It takes a lot for me to want to publicize something done by an alumnus of Duke University (one of my school’s biggest rivals), but the story of Eric Greitens is too amazing to let pass. In particular, the story told in his book, The Heart and the Fist: The Education of a Humanitarian, the Making of a Navy SEAL (Houghton Mifflin Harcourt, 2011).
Greitens was a scholarship student at Duke University, graduating in 1996. If that were not enough, he was selected to be a Rhodes Scholar, studying at Oxford University. If that were not enough, he earned his PhD from Oxford in 2000. If that were not enough, he became a Navy SEAL in 2002. He was deployed four times around the world (Afghanistan, Southeast Asia, Africa, and Iraq), and earned a number of military awards including the Purple Heart and Bronze Star. (There is much more to his biography than this – read the book!)
This unique set of experiences gives Greitens a unique perspective in that he looks at both humanitarian and military service as service on the frontlines in trying to make the world a better place. In fact, compassion and courage, he argues, are two sides of the same coin. It is a (potential?) common ground between the Peace Corps and the Marine Corps.

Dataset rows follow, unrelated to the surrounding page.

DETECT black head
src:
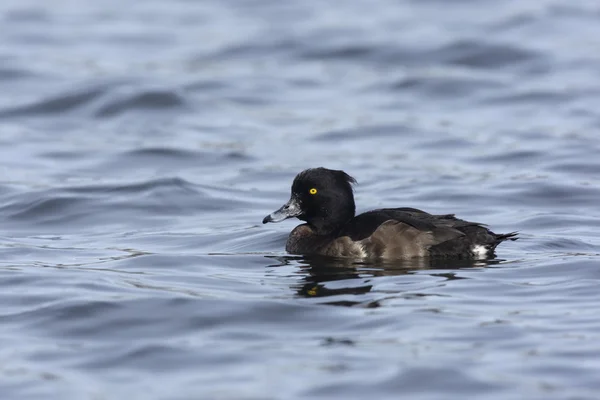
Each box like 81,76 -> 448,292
263,168 -> 356,234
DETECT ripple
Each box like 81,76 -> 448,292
95,89 -> 186,117
0,87 -> 108,117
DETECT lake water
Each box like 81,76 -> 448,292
0,0 -> 600,400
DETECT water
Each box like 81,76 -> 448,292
0,0 -> 600,400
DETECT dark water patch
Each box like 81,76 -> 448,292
95,89 -> 186,118
388,74 -> 506,101
438,40 -> 543,69
0,87 -> 108,117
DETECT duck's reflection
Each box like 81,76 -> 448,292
267,256 -> 502,307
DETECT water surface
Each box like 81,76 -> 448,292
0,0 -> 600,400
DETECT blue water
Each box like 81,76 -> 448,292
0,0 -> 600,400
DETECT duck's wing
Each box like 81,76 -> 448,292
360,219 -> 466,259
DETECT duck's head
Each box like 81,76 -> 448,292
263,168 -> 356,234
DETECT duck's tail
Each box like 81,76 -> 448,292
496,231 -> 519,242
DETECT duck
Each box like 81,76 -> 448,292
263,167 -> 518,260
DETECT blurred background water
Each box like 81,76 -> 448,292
0,0 -> 600,400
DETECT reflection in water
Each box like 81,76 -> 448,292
267,256 -> 503,308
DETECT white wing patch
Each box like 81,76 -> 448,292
471,244 -> 489,259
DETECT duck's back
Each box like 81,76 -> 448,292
338,208 -> 515,259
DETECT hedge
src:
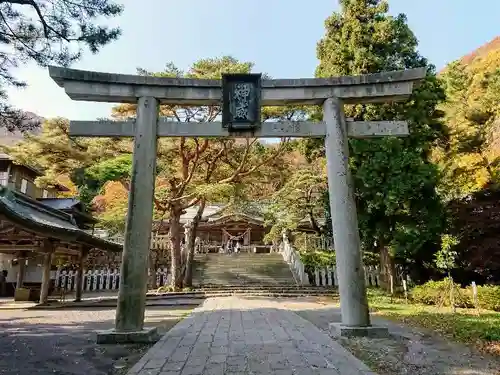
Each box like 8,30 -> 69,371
411,280 -> 500,311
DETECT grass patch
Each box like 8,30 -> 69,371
368,289 -> 500,356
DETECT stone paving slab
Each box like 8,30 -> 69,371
128,297 -> 376,375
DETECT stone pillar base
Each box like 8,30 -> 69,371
329,323 -> 389,339
97,327 -> 160,344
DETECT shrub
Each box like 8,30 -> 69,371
411,279 -> 474,307
467,285 -> 500,311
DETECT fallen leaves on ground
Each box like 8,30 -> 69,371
370,291 -> 500,356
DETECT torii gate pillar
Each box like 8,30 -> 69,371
323,98 -> 388,336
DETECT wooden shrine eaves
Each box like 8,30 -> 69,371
0,186 -> 122,252
69,118 -> 409,138
49,66 -> 426,106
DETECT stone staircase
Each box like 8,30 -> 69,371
193,253 -> 296,289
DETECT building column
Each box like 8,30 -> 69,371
16,251 -> 26,289
323,98 -> 370,327
75,248 -> 88,302
115,97 -> 158,332
40,240 -> 54,304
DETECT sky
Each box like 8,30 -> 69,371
4,0 -> 500,120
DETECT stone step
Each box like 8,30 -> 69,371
193,253 -> 296,286
147,290 -> 338,300
194,284 -> 337,291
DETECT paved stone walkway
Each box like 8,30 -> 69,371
128,297 -> 376,375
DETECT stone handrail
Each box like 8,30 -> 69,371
280,235 -> 309,285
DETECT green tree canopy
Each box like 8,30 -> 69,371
0,0 -> 123,130
303,0 -> 444,284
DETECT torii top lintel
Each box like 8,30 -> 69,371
49,66 -> 426,106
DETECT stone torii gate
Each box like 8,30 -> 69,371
49,67 -> 425,342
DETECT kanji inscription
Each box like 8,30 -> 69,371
222,74 -> 261,131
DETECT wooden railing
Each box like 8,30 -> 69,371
280,235 -> 309,285
55,267 -> 170,292
108,234 -> 170,250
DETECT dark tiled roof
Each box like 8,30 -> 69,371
37,198 -> 80,210
0,186 -> 122,252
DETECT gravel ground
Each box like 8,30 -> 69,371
291,302 -> 500,375
0,307 -> 190,375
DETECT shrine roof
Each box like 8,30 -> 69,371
0,186 -> 122,252
181,204 -> 265,223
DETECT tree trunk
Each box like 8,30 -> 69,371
379,244 -> 396,294
149,253 -> 158,289
184,199 -> 206,287
169,206 -> 182,290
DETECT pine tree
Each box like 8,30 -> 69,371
305,0 -> 444,284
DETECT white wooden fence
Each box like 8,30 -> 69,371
55,268 -> 170,292
105,234 -> 170,250
309,266 -> 380,287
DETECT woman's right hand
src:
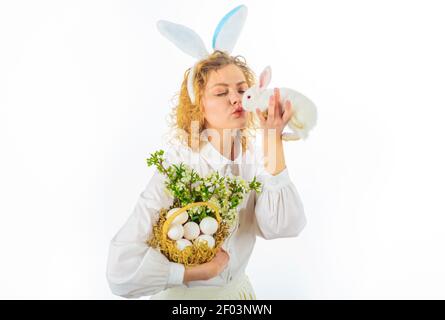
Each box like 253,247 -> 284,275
183,248 -> 229,283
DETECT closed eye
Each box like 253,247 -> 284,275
217,90 -> 246,97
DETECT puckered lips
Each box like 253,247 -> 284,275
232,106 -> 246,117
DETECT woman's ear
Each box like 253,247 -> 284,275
259,66 -> 272,89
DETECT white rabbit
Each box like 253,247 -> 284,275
242,66 -> 317,140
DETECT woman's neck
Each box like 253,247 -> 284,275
209,128 -> 239,161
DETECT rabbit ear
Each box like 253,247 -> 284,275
156,20 -> 209,60
259,66 -> 272,89
212,5 -> 247,54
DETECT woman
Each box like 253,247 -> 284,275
107,51 -> 306,299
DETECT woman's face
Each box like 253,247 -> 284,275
203,64 -> 248,129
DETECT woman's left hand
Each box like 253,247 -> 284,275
256,88 -> 293,139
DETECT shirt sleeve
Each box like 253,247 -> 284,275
107,171 -> 185,298
255,149 -> 307,240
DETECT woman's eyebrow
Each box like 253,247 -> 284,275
212,81 -> 247,88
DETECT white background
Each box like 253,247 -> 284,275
0,0 -> 445,299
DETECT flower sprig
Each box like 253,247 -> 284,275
146,150 -> 261,225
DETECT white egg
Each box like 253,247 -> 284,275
199,217 -> 218,235
167,224 -> 184,240
196,234 -> 215,248
184,221 -> 201,240
176,239 -> 192,251
167,208 -> 189,224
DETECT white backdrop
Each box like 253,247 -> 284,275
0,0 -> 445,299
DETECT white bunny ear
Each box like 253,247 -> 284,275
259,66 -> 272,89
212,5 -> 247,54
156,20 -> 209,60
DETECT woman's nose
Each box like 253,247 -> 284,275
230,92 -> 242,104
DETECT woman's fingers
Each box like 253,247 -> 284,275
256,108 -> 266,125
283,100 -> 293,123
274,88 -> 281,118
267,95 -> 275,121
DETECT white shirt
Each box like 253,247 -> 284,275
107,136 -> 306,298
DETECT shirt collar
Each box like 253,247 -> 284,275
199,131 -> 243,170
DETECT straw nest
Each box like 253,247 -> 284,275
147,208 -> 230,266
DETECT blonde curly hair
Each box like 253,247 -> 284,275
170,50 -> 256,152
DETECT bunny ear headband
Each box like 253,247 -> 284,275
157,5 -> 247,104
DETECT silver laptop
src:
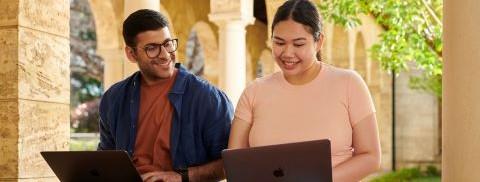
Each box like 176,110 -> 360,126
40,150 -> 142,182
222,140 -> 332,182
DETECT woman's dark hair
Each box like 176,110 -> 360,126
272,0 -> 323,61
122,9 -> 168,47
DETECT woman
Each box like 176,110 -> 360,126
229,0 -> 380,181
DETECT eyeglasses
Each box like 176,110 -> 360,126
133,39 -> 178,58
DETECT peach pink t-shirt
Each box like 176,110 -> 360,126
235,63 -> 375,166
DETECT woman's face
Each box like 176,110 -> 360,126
272,19 -> 322,76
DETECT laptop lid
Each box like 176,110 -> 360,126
40,151 -> 142,182
222,140 -> 332,182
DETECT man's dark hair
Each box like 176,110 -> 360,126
122,9 -> 168,47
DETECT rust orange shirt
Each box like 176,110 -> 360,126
133,70 -> 177,174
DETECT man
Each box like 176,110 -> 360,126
98,9 -> 233,181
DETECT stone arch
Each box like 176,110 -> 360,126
331,26 -> 350,68
185,21 -> 218,85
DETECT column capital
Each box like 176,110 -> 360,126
208,0 -> 255,26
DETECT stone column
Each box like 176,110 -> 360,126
89,0 -> 127,91
122,0 -> 160,77
208,0 -> 255,107
0,0 -> 70,181
442,0 -> 480,182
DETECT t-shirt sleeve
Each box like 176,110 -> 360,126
235,84 -> 255,124
348,71 -> 375,126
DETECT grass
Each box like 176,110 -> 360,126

To make a difference, he recognizes, you need to be good and strong. You need both the heart and the fist.
But Greitens is no Pollyanna. Given the reality of the world today, the use of the sword is necessary. But the sword is also imperfect. To protect the innocent, he says, you must be willing to fight. But when you pick up the sword, innocents will suffer. So the hard decisions about it are best made by good people.
When his military service concluded, Greitens founded The Mission Continues, which “challenges veterans to serve and lead in communities across America.” He also tries to translate his experience into the everyday lives of all Americans. We all have our own frontlines on which we can serve for the good of humanity.
For these efforts, Greitens was named one of the 2013 TIME 100 – Time magazine’s list of the 100 most influential people in the world. The Mission Continues was also featured in a Time magazine cover story on service by military veterans.
With the killing of Osama bin Laden, and more recently the story of Somali pirates who hijacked the Maersk Alabama (“Captain Phillips”), there has been a huge amount of attention directed to Navy SEALS. It almost seems as though there are more books about the SEALS than there are SEALS. But this book is different. It’s as different as Eric Greitens is different and I recommend it to bleeding heart liberals and stony heart libertarians and everyone in between.